Selon la Fédération IEW, il est inacceptable que des zones non urbanisables deviennent urbanisées sans être entièrement compensées. Et ce, quel que soit l’« enjeu » qui se cache derrière la zone concernée, pour reprendre le vocabulaire du projet de Code. Les articles qui concernent cette exemption doivent donc purement et simplement être supprimés.

Une petite nouvelle : la zone de dépendances d’extraction

C’est un gros changement pour le secteur carrier, et pour l’environnement. Jusqu’à présent, les zones d’extraction étaient des zones urbanisables où les dépendances pouvaient être construites sans difficulté. Très concrètement, en termes de compensation, cela signifiait que lorsqu’un groupe carrier souhaitait augmenter sa surface d’extraction en utilisant une zone non urbanisable, il devait prévoir une compensation qui consistait à convertir en hectares non urbanisables des hectares classés en zone urbanisable, avec à la clé une surface totale équivalente. C’est ainsi que nous voyons très souvent des sites d’extraction retrouver une nouvelle jeunesse en devenant des zones naturelles ou d’espaces verts.

Le projet de CoDT opère une révision thématique du plan de secteur en ce qu’il fait passer d’office toutes les zones d’extraction du côté non urbanisable et qu’il crée une nouvelle zone d’activité économique : la zone de dépendances, de type urbanisable, comme toutes les zones d’activité économique. En d’autres mots, plus aucune compensation ne sera nécessaire lorsqu’une nouvelle zone d’extraction apparaîtra, puisqu’elle sera désormais une zone non urbanisable. Il ne faudra compenser que pour la zone de dépendances d’extraction, soit une surface relativement modeste.
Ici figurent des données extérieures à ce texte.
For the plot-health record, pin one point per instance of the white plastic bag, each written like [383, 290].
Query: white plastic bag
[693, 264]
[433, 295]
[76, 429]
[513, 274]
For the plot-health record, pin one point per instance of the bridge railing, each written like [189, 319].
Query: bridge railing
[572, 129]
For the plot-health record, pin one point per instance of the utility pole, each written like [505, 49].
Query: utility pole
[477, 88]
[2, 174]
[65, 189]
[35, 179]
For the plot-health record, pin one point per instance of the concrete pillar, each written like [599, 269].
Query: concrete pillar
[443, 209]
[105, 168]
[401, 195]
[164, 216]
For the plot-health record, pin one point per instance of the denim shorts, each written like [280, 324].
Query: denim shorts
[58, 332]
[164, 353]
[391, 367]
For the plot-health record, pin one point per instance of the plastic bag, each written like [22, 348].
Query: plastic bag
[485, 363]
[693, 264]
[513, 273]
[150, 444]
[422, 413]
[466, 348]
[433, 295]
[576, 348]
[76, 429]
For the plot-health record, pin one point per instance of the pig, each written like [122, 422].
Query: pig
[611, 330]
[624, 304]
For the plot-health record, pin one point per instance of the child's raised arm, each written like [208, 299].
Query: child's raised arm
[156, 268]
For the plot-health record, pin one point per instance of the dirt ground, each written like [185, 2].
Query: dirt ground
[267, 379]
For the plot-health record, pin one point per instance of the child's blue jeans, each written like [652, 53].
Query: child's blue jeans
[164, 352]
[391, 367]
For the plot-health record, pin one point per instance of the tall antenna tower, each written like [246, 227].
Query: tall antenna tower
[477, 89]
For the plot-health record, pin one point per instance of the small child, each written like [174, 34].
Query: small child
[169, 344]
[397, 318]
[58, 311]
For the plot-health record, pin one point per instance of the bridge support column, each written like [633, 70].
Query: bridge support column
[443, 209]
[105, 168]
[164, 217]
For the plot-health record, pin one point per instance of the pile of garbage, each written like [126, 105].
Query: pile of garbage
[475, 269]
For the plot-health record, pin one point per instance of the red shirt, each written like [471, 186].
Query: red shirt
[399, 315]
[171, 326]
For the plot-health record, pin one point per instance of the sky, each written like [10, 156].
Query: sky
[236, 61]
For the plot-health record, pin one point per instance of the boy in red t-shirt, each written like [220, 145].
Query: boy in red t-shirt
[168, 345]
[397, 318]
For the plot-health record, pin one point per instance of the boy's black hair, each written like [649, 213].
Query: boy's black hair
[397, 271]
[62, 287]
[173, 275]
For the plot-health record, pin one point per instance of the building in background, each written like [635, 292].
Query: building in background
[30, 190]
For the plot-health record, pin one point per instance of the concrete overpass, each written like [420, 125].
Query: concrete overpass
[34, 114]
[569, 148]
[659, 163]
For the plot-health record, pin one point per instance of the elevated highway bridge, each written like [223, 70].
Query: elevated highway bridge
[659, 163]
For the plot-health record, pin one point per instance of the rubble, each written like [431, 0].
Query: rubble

Par ailleurs, toutes les zones d’extraction existantes étant maintenues par le projet de CoDT du côté des zones urbanisables, le principe de compensation est doublement mis à mal! Outre l’absence de compensation en cas de création d’une zone d’extraction, les zones existantes, en restant urbanisables, offrent une réserve gigantesque de plusieurs milliers d’hectares de compensations potentielles, lesquelles seront bienvenues lorsque on souhaitera urbaniser des zones initialement non urbanisables, pour ouvrir un parc d’activité économique ou installer un « quartier nouveau », tracer une route ou étendre un parking.

Comme vous pourrez le lire dans nos propositions d’amendements, IEW plaide pour que toutes les zones d’extraction, existantes et à venir, soient des zones non urbanisables. Les dépendances y seraient autorisées, aux endroits les plus judicieux, en fonction de l’activité et de son évolution potentielle. Enfin, en cas de création d’une nouvelle zone urbanisable par révision partielle du plan de secteur, la zone d’extraction devra être exclue du choix de zones acceptables dans le mécanisme de compensation planologique.

Quelle place pour la nature sur notre territoire ?

La question des compensations entre zones urbanisables et non urbanisables nous ramène inévitablement à la question de l’importance que nous souhaitons donner à la nature. La nIEWs sur la place de la nature dans les villes de demain tentait d’apporter quelques arguments qui démontrent son impact dans nos vies. Elle se concluait par une question ouverte aux élus : « Alors, on se lance ? » La question s’impose également ici. A la lecture des articles du CoDT touchant de près ou de loin au principe des compensations, il faut espérer que les parlementaires prendront conscience des effets néfastes du déboulonnage du système des compensations et qu’ils se lanceront dans des amendements décisifs pour rendre sa place à la nature.